While he remains deadly serious about both his art and his business, these days Arts — who enjoyed his first taste of NZ pop stardom in the late 2000s as one half of Kids Of 88 — he is concentrating on doing things that really interest him.
“In my early 20s, I would be thinking about who would enjoy my music or where it would sit in the music scene,” he says. “But now it’s just about me enjoying it — and it’s a liberating, peaceful place to be.”
The launch of A Label Called Success — which is distributed by Sony Music — represents an intriguing new chapter in Arts’ music career. As well as being a member of Kiwi pop “supergroup” Leisure — whose self-titled 2016 debut reached No. 2 on the NZ album chart — he has collaborated with artists such as Kiwi hip hop artists SWIDT and High Beams, Netherlands-based producer Moods and Australian electronic act Roland Tings, and also made music videos for the likes of Broods and Matthew Young.
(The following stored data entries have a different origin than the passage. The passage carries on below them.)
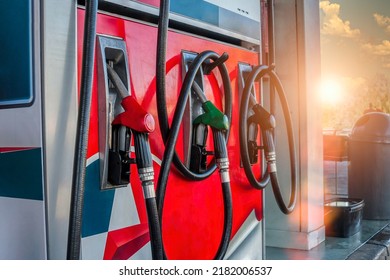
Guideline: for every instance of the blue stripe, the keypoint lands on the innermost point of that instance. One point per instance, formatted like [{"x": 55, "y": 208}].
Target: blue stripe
[
  {"x": 97, "y": 203},
  {"x": 21, "y": 174},
  {"x": 16, "y": 53},
  {"x": 196, "y": 9}
]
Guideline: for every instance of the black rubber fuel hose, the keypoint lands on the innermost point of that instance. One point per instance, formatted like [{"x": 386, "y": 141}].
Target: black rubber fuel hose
[
  {"x": 256, "y": 74},
  {"x": 80, "y": 158},
  {"x": 187, "y": 86}
]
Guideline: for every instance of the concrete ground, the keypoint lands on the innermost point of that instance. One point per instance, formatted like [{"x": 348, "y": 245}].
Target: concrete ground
[{"x": 372, "y": 242}]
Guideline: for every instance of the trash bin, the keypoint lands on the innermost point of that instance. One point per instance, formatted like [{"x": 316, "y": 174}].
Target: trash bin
[
  {"x": 343, "y": 216},
  {"x": 369, "y": 167}
]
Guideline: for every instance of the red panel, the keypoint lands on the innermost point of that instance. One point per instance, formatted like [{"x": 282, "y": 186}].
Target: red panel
[{"x": 193, "y": 213}]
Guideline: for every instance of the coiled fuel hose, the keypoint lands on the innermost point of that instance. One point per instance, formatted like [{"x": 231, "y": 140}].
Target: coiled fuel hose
[
  {"x": 266, "y": 121},
  {"x": 143, "y": 157},
  {"x": 218, "y": 121}
]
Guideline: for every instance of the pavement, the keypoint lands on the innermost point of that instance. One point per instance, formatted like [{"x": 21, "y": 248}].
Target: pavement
[
  {"x": 376, "y": 247},
  {"x": 372, "y": 242}
]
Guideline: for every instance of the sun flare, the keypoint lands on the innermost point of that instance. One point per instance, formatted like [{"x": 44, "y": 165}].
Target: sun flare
[{"x": 330, "y": 91}]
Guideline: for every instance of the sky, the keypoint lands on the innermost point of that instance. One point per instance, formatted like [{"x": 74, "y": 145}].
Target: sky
[{"x": 355, "y": 42}]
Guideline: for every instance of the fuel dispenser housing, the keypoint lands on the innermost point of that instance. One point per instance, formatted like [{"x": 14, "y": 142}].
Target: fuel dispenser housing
[{"x": 182, "y": 230}]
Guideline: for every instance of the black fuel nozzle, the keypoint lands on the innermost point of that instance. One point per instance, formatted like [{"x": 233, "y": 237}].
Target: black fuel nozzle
[
  {"x": 267, "y": 123},
  {"x": 198, "y": 162},
  {"x": 119, "y": 156},
  {"x": 143, "y": 158}
]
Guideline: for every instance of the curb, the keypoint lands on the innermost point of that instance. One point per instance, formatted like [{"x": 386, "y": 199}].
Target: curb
[{"x": 377, "y": 248}]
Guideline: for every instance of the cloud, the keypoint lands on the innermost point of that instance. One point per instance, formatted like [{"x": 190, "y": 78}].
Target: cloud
[
  {"x": 383, "y": 21},
  {"x": 382, "y": 49},
  {"x": 333, "y": 24}
]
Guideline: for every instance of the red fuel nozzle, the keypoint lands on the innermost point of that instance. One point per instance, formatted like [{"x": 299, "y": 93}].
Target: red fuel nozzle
[{"x": 134, "y": 116}]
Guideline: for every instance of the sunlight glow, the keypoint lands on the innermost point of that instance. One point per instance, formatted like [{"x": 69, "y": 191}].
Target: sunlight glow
[{"x": 331, "y": 91}]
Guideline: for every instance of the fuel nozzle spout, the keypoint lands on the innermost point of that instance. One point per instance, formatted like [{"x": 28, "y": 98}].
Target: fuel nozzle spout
[
  {"x": 267, "y": 123},
  {"x": 141, "y": 123}
]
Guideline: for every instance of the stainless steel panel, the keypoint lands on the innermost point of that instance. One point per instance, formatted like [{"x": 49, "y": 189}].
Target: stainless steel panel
[{"x": 59, "y": 84}]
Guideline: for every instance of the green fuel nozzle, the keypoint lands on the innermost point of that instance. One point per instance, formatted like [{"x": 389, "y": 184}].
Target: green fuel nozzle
[{"x": 213, "y": 117}]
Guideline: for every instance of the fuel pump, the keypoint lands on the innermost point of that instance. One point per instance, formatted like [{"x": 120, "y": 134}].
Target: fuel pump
[
  {"x": 139, "y": 123},
  {"x": 254, "y": 117},
  {"x": 218, "y": 121},
  {"x": 259, "y": 116}
]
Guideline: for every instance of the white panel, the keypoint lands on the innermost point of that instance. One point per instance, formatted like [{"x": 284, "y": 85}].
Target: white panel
[
  {"x": 248, "y": 8},
  {"x": 92, "y": 247},
  {"x": 60, "y": 117},
  {"x": 124, "y": 212},
  {"x": 22, "y": 230}
]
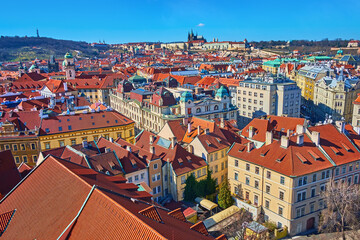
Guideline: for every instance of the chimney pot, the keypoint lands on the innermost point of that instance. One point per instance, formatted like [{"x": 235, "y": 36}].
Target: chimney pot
[
  {"x": 173, "y": 142},
  {"x": 152, "y": 149},
  {"x": 284, "y": 141},
  {"x": 315, "y": 137},
  {"x": 269, "y": 137},
  {"x": 299, "y": 129},
  {"x": 250, "y": 146},
  {"x": 300, "y": 139}
]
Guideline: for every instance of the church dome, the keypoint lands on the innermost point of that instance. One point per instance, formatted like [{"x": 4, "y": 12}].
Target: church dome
[
  {"x": 221, "y": 92},
  {"x": 186, "y": 96},
  {"x": 68, "y": 55},
  {"x": 33, "y": 67}
]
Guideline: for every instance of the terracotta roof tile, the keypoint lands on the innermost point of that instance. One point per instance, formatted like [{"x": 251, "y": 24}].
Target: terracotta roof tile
[
  {"x": 200, "y": 227},
  {"x": 178, "y": 214}
]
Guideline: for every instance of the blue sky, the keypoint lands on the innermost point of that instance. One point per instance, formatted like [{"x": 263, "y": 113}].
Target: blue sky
[{"x": 170, "y": 20}]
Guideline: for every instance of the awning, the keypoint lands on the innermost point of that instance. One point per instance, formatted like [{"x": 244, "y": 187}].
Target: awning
[
  {"x": 209, "y": 205},
  {"x": 218, "y": 217}
]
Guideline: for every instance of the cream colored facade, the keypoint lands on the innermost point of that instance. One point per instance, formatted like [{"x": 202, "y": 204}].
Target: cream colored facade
[
  {"x": 50, "y": 141},
  {"x": 335, "y": 97},
  {"x": 95, "y": 95},
  {"x": 260, "y": 97},
  {"x": 356, "y": 116},
  {"x": 308, "y": 76},
  {"x": 286, "y": 200},
  {"x": 146, "y": 116},
  {"x": 174, "y": 185},
  {"x": 217, "y": 161}
]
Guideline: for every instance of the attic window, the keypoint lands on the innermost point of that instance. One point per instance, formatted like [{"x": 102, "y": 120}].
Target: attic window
[
  {"x": 346, "y": 147},
  {"x": 335, "y": 150},
  {"x": 241, "y": 149},
  {"x": 301, "y": 157},
  {"x": 314, "y": 155},
  {"x": 264, "y": 152},
  {"x": 281, "y": 158},
  {"x": 99, "y": 168},
  {"x": 5, "y": 219},
  {"x": 133, "y": 162}
]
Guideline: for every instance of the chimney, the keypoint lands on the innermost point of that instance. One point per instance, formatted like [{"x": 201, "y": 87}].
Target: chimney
[
  {"x": 357, "y": 130},
  {"x": 315, "y": 137},
  {"x": 299, "y": 129},
  {"x": 340, "y": 126},
  {"x": 284, "y": 142},
  {"x": 269, "y": 137},
  {"x": 222, "y": 123},
  {"x": 300, "y": 139},
  {"x": 65, "y": 86},
  {"x": 191, "y": 149},
  {"x": 173, "y": 142},
  {"x": 128, "y": 148},
  {"x": 152, "y": 149},
  {"x": 288, "y": 132},
  {"x": 250, "y": 146},
  {"x": 251, "y": 132}
]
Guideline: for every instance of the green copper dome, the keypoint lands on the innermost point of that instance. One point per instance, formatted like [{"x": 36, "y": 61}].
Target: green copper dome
[
  {"x": 221, "y": 92},
  {"x": 68, "y": 55},
  {"x": 186, "y": 96},
  {"x": 33, "y": 67}
]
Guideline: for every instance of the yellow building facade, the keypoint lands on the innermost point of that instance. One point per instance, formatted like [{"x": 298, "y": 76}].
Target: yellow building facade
[{"x": 110, "y": 125}]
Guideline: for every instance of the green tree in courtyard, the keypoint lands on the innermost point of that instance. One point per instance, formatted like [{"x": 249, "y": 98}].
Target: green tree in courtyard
[
  {"x": 190, "y": 188},
  {"x": 225, "y": 200}
]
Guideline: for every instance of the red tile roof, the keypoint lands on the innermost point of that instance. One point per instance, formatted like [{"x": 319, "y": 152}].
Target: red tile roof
[
  {"x": 295, "y": 160},
  {"x": 9, "y": 174},
  {"x": 336, "y": 144},
  {"x": 82, "y": 121}
]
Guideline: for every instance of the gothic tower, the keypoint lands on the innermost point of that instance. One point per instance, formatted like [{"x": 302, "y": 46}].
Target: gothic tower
[{"x": 69, "y": 66}]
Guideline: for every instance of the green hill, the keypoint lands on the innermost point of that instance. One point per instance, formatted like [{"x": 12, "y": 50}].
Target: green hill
[{"x": 28, "y": 48}]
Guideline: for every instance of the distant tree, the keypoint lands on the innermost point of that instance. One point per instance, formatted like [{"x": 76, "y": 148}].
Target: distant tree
[
  {"x": 342, "y": 210},
  {"x": 225, "y": 199},
  {"x": 190, "y": 189}
]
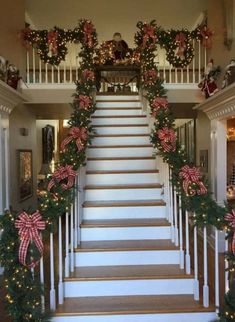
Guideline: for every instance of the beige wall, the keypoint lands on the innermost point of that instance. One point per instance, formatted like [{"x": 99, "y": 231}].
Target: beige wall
[{"x": 11, "y": 22}]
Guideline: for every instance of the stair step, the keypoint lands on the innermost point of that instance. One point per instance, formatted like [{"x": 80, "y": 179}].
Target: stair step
[
  {"x": 151, "y": 308},
  {"x": 131, "y": 272}
]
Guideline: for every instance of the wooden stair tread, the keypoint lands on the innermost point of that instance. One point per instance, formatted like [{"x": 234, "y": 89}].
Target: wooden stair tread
[
  {"x": 121, "y": 125},
  {"x": 121, "y": 146},
  {"x": 124, "y": 186},
  {"x": 120, "y": 158},
  {"x": 126, "y": 245},
  {"x": 121, "y": 223},
  {"x": 130, "y": 272},
  {"x": 121, "y": 171},
  {"x": 147, "y": 304},
  {"x": 123, "y": 203}
]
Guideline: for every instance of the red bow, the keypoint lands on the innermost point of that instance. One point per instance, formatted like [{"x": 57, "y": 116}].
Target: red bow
[
  {"x": 168, "y": 139},
  {"x": 78, "y": 134},
  {"x": 180, "y": 41},
  {"x": 88, "y": 30},
  {"x": 52, "y": 37},
  {"x": 206, "y": 34},
  {"x": 189, "y": 176},
  {"x": 63, "y": 173},
  {"x": 149, "y": 33},
  {"x": 231, "y": 220},
  {"x": 28, "y": 226},
  {"x": 84, "y": 101}
]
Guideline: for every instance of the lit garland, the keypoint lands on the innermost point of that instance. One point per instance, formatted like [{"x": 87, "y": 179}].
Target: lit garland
[
  {"x": 186, "y": 177},
  {"x": 23, "y": 289}
]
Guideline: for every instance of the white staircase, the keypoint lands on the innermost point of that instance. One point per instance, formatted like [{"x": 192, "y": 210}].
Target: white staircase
[{"x": 126, "y": 268}]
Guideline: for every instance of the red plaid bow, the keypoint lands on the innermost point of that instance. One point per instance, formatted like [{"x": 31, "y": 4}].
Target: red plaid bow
[
  {"x": 206, "y": 34},
  {"x": 88, "y": 30},
  {"x": 180, "y": 41},
  {"x": 231, "y": 220},
  {"x": 149, "y": 33},
  {"x": 63, "y": 173},
  {"x": 28, "y": 226},
  {"x": 168, "y": 139},
  {"x": 84, "y": 101},
  {"x": 78, "y": 134},
  {"x": 52, "y": 37},
  {"x": 189, "y": 176}
]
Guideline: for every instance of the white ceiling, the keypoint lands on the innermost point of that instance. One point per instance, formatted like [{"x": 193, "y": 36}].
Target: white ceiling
[{"x": 110, "y": 16}]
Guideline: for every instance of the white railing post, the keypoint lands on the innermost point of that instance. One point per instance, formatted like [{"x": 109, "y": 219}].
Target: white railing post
[
  {"x": 205, "y": 270},
  {"x": 60, "y": 263},
  {"x": 52, "y": 275},
  {"x": 216, "y": 269},
  {"x": 176, "y": 218},
  {"x": 187, "y": 251},
  {"x": 67, "y": 244},
  {"x": 196, "y": 281},
  {"x": 181, "y": 234}
]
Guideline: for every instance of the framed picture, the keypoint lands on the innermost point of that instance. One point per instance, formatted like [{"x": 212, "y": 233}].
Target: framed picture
[{"x": 25, "y": 168}]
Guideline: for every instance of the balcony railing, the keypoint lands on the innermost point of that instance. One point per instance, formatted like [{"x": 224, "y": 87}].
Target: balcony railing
[{"x": 39, "y": 72}]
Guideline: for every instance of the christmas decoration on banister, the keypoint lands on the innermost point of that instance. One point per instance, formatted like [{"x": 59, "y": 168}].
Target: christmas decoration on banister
[{"x": 23, "y": 235}]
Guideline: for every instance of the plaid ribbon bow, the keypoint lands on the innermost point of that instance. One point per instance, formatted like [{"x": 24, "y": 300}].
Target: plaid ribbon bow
[
  {"x": 78, "y": 134},
  {"x": 230, "y": 218},
  {"x": 168, "y": 139},
  {"x": 189, "y": 176},
  {"x": 29, "y": 227},
  {"x": 63, "y": 173}
]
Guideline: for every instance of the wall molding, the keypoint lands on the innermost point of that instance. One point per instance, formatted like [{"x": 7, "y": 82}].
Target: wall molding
[
  {"x": 9, "y": 98},
  {"x": 221, "y": 106}
]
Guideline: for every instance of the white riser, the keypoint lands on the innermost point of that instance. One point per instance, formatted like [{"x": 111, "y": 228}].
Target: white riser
[
  {"x": 120, "y": 152},
  {"x": 118, "y": 104},
  {"x": 125, "y": 233},
  {"x": 123, "y": 194},
  {"x": 121, "y": 165},
  {"x": 164, "y": 317},
  {"x": 122, "y": 178},
  {"x": 122, "y": 130},
  {"x": 129, "y": 287},
  {"x": 152, "y": 257},
  {"x": 117, "y": 98},
  {"x": 121, "y": 140},
  {"x": 119, "y": 120},
  {"x": 118, "y": 111},
  {"x": 124, "y": 212}
]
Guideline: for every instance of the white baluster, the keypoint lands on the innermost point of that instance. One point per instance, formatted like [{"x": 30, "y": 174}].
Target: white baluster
[
  {"x": 176, "y": 219},
  {"x": 52, "y": 275},
  {"x": 34, "y": 68},
  {"x": 196, "y": 281},
  {"x": 216, "y": 269},
  {"x": 40, "y": 71},
  {"x": 27, "y": 64},
  {"x": 42, "y": 281},
  {"x": 60, "y": 262},
  {"x": 226, "y": 268},
  {"x": 71, "y": 239},
  {"x": 187, "y": 252},
  {"x": 67, "y": 244},
  {"x": 205, "y": 270},
  {"x": 181, "y": 234}
]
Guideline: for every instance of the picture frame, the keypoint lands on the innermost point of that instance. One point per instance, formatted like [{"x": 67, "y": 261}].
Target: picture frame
[{"x": 25, "y": 177}]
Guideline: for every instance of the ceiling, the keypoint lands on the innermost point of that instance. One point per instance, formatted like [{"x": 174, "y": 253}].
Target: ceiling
[{"x": 110, "y": 16}]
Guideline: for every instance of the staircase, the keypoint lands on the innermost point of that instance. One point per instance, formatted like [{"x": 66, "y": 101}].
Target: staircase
[{"x": 126, "y": 267}]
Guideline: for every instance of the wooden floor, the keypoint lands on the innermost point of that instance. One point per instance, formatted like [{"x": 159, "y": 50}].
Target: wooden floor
[{"x": 131, "y": 305}]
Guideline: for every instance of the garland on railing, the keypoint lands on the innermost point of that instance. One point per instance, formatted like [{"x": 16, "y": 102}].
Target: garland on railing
[
  {"x": 52, "y": 44},
  {"x": 21, "y": 245},
  {"x": 186, "y": 177}
]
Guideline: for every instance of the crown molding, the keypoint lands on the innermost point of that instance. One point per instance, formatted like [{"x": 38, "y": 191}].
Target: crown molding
[
  {"x": 9, "y": 98},
  {"x": 219, "y": 106}
]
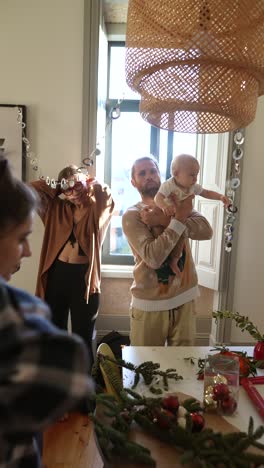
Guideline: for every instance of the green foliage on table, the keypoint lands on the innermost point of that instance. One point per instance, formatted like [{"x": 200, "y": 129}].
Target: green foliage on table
[{"x": 149, "y": 371}]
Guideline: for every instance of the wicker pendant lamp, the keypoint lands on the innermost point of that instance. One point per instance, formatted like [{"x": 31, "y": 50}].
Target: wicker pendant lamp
[{"x": 197, "y": 64}]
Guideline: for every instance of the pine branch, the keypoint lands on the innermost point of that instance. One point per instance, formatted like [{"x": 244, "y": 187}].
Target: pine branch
[{"x": 241, "y": 321}]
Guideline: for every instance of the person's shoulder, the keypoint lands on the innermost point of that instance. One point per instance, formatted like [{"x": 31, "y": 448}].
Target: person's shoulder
[{"x": 26, "y": 301}]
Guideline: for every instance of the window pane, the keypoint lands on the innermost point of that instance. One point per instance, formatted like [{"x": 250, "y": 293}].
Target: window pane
[
  {"x": 163, "y": 149},
  {"x": 184, "y": 143},
  {"x": 118, "y": 88},
  {"x": 130, "y": 140}
]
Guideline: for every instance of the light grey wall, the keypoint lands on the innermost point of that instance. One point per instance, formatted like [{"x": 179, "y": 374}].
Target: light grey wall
[{"x": 41, "y": 50}]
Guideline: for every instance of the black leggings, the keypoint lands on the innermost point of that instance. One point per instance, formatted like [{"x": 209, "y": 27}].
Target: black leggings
[{"x": 65, "y": 293}]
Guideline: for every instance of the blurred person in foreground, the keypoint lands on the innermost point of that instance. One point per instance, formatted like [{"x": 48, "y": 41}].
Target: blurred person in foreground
[
  {"x": 76, "y": 215},
  {"x": 163, "y": 304}
]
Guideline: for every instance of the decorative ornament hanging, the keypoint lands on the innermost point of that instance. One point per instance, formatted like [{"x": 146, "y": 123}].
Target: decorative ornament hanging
[
  {"x": 87, "y": 161},
  {"x": 197, "y": 64}
]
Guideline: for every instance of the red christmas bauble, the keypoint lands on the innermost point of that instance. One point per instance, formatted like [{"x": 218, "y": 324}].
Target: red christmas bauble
[
  {"x": 198, "y": 422},
  {"x": 164, "y": 418},
  {"x": 220, "y": 391},
  {"x": 259, "y": 352},
  {"x": 228, "y": 405}
]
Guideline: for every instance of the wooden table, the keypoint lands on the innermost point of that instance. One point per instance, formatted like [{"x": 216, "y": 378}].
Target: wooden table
[{"x": 173, "y": 357}]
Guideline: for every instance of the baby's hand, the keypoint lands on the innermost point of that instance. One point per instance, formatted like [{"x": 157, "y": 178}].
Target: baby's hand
[
  {"x": 169, "y": 210},
  {"x": 226, "y": 201}
]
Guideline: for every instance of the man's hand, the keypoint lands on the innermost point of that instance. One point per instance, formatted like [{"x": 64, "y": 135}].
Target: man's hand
[
  {"x": 154, "y": 216},
  {"x": 184, "y": 209}
]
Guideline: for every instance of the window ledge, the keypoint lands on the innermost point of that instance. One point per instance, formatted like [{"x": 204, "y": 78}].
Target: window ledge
[{"x": 117, "y": 271}]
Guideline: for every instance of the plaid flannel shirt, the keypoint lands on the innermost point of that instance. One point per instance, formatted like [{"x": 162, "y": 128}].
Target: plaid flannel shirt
[{"x": 43, "y": 374}]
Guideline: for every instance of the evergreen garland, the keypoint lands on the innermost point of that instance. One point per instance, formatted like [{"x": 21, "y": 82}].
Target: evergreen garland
[{"x": 205, "y": 449}]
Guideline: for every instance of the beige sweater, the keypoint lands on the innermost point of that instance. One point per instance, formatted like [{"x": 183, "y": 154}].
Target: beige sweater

The idea for starting their own label came about two years ago. “We started out putting out a bunch of music that Jordan and I had made,” says Nestor. “And then friends started sending us stuff and we put out a few more things, and it started to snowball.”
As well as HIGH HØØPS, the label’s roster include neo-soul artist Bailey Wiley, who has collaborated with the likes of Raiza Biza, PNC and Sola Rosa, electronic duo Imugi, who will be performing at next year’s NZ leg of Laneway, and Lilly Carron, who Nestor describes as an “amazing” new singer.
At this stage, the label’s plans for the latter three artists are still to be finalised, with the pair saying that it will come down to what sort of release strategy each artist wishes to follow. However, Nestor and Arts are also keen to launch a “singles club” next year, which will see a different release each month covering a wide range of new artists, with a compilation to follow at the end of 2019.
While the focus for now has been on New Zealand, A Label Called Success is also keen to make inroads into Australia. Arts recently signed with Australian booking agent Niche Productions and both are keen to start taking their artists across the Tasman.
“I think our music fits there and people are enjoying it,” Nestor says. “The number of people in Australia means that sub-cultures can thrive there. I think they are a bit more receptive to new music.”
Meanwhile, Arts is enjoying seeing the music industry from a new perspective. “It’s been interesting for me being on both sides of the coin,” he says. “You’ve got one hat, which is the creative side, the other side is a bit more briefcase-y. But we are trying make it as non briefcase-y as possible.”